Advances in surgical techniques and immunology have enabled transplantation of vascularized composite tissue allografts (VCAs, e.g., upper extremity, face, genitourinary tissues) to treat complex soft tissue injuries and extremity amputations.  However, more than 85% of transplant recipients develop at least 1 episode of rejection within the first year, and over 50% experience multiple such episodes. Standard treatments involving oral or intravenous delivery of immunosuppressants result in systemic levels that are far higher than needed in the graft tissue. High systemic immunosuppressant levels increase the likelihood of widespread side effects including organ toxicity and increased risk of illness.  Furthermore, the effectiveness of oral administration is dependent on patient compliance with medications requiring twice-daily dosing.

This work presents the development of polymeric local drug delivery systems to address these limitations. A biodegradable, bioresorbable tyrosine-derived polycarbonate was used a carrier matrix loaded with standard immunosuppressants. The devices were implanted at the interface between host and donor tissue during transplant surgery where they provide long-term, localized immunosuppression and reduce the incidence of rejection episodes.
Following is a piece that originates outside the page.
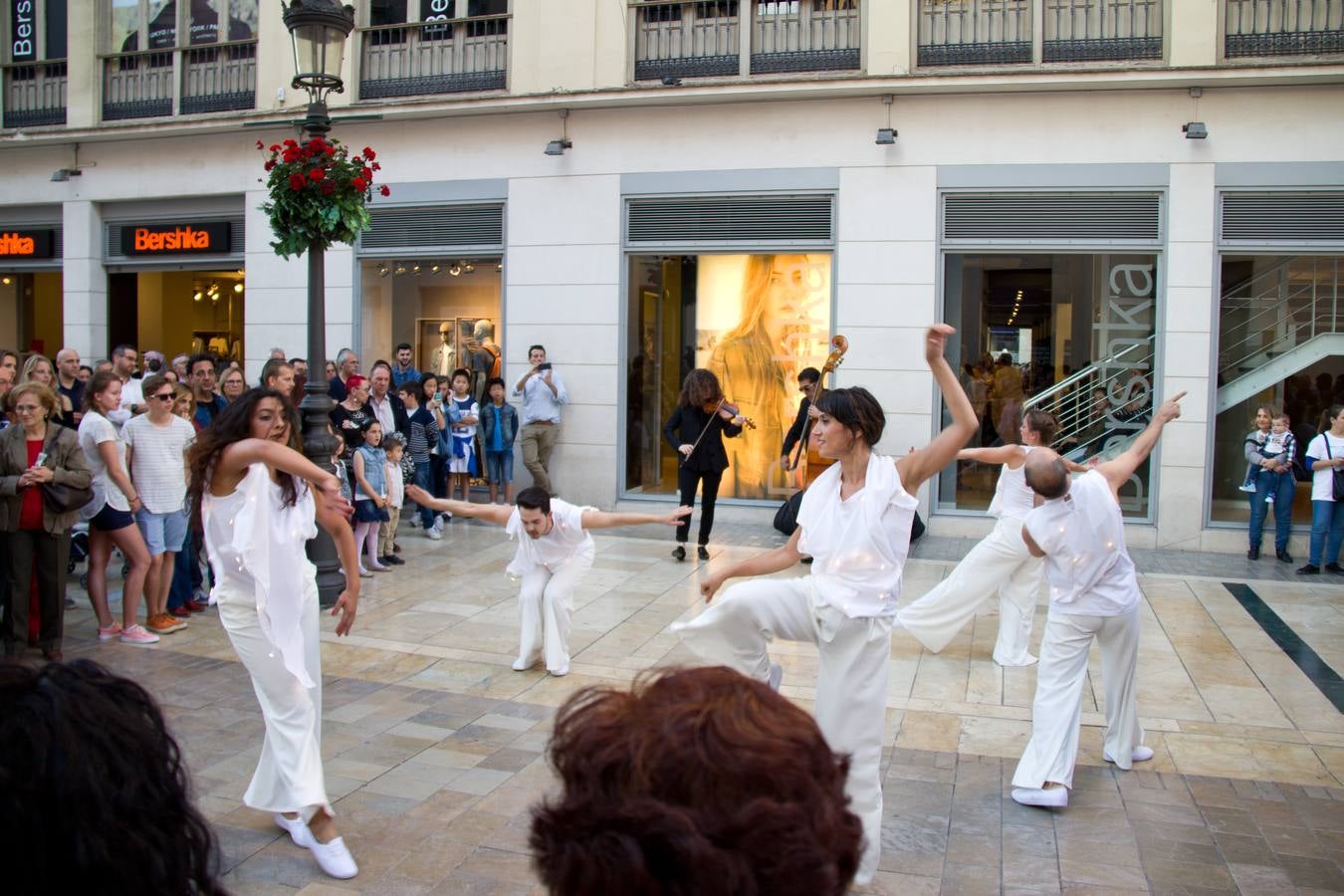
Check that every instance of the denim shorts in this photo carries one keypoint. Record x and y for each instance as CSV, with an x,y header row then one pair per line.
x,y
499,466
163,533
Engineering steps were taken to establish reproducible fabrication protocols, stabilize devices during sterilization and storage, and control the early release profile. In vitro release testing elucidated a three-stage release profile that is impacted by changes in drug distribution and polymer matrix during degradation. Release from the devices was consistent over 6 months following the transition to the late-stage release profile, providing the consistency required for continual localized immunosuppression. In vivo testing in small animal models elucidated similar release profiles correlating with in vitro testing and directed dosing in non-human primate (NHP) VCA models. Implantation of the devices in a NHP VCA model prevented rejection episodes for over 60 days with minimal exogenous immunosuppression, reducing the injected drug required over this time period by up to 83%. This is the first example of effective localized immunosuppression in a model as rigorous as NHPs.

A second generation of localized delivery devices were developed to address diffusional limitations to associated with point-source devices. Immunosuppressant-loaded tyrosine-derived polycarbonate nanospheres (TyroSpheres) were incorporated into water-soluble, biodegradable pullulan films. In vitro release testing was carried out on a variety of loading levels, focusing on the effect of drug loading in TyroSpheres and TyroSphere loading in films. In vivo the films rapidly hydrated and dissolved upon contact with the tissue bed, depositing TyroSpheres from which the immunosuppressant is released. Later explantation of the site revealed no residual material in the tissue bed.

Finally, hierarchical scaffolds are explored using a novel airbrushing method for incorporation of microfiber mats throughout 3D printed structures. This hierarchical scaffold exhibited greater cell growth in vitro and improved cellular penetration in vivo. Furthermore, they were functionalized by decellularized ECM laid down by living cells, pro-angiogenic peptide sequences through click-chemistry reaction, and cell affecting drugs through incorporation in the airbrushing solution. This scaffold fabrication approach provides a tool for increasing the bioactivity of 3D printed scaffold for locally engineering the tissue environment.